I think it would be best to use real example. Consider the function $f(x) = sin(x)$. The function looks like: sinx

Now let’s approximate it using the Taylor series. When n = 1: taylor-n-1

This is our best-fit line for the function $f(x) = sin(x)$, centered at $x = 0$. Moving on, let’s try n = 3: taylor-n-3

This is now our best-fit quartic. You can see that it resembles the original function better. What about n = 5? taylor-n-5

Even better!

This is the power of Taylor Series.


OK, that’s cool. But how does it help with our Bilateral filter program?

Well, remember that Taylor Series gives a polynomial approximation to a given function. What’s so special with polynomials? They can be computed using basic arithmetic operations, namely addition, subtraction, multiplication, and division - operations that can be done in Intel’s vector intrinsics!

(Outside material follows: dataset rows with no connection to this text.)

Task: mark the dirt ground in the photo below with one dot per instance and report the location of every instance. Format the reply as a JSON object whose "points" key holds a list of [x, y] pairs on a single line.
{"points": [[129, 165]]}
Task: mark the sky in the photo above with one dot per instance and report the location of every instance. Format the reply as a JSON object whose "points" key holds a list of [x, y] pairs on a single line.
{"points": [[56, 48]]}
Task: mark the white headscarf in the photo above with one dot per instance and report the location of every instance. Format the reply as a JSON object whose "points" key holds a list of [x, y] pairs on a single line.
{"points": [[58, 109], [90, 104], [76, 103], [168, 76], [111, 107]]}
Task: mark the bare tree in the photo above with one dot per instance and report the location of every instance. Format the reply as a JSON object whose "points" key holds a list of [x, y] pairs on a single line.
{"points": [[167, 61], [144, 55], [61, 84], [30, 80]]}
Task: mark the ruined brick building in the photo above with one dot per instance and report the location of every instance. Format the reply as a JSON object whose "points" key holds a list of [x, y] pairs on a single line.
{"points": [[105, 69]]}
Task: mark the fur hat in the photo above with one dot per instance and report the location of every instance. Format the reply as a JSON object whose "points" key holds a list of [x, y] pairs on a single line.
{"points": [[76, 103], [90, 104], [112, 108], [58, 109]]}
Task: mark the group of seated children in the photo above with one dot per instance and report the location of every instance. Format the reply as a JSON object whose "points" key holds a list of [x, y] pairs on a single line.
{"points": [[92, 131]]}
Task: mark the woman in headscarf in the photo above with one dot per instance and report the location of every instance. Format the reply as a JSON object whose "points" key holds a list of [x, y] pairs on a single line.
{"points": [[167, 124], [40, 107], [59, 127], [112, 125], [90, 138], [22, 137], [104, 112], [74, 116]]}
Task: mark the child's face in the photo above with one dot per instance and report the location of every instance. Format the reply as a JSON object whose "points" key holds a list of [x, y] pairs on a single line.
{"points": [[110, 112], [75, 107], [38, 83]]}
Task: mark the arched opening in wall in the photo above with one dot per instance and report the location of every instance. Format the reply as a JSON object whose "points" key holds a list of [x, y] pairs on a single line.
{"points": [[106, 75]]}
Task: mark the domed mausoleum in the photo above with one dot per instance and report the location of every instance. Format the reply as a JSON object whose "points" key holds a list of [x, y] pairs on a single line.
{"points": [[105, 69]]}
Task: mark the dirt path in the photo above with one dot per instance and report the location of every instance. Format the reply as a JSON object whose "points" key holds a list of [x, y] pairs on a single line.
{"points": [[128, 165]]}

And that’s what I did: I approximated the exponent operations using the Taylor Series. For my case, I used n = 5.


Results & conclusion

After all is said and done, here’s the result: my code took 371 ms to run, far faster than the teaching team’s own implementation at 3674 ms; nearly 10x as fast.

I remember during lectures, Professor Xu kept on saying “Vector is the future.”. Early on, when I first heard him repeating that phrase in class, I told to myself, “Damn, this guy is an extremist. How can he be so sure?”. Well, after doing the assignment, I felt like I understand his point.

Well, that’s all for now. As mentioned early in this blog, you can find my code on my GitHub (although I only shared the one I submitted, so you need to do modifications in order for it to run).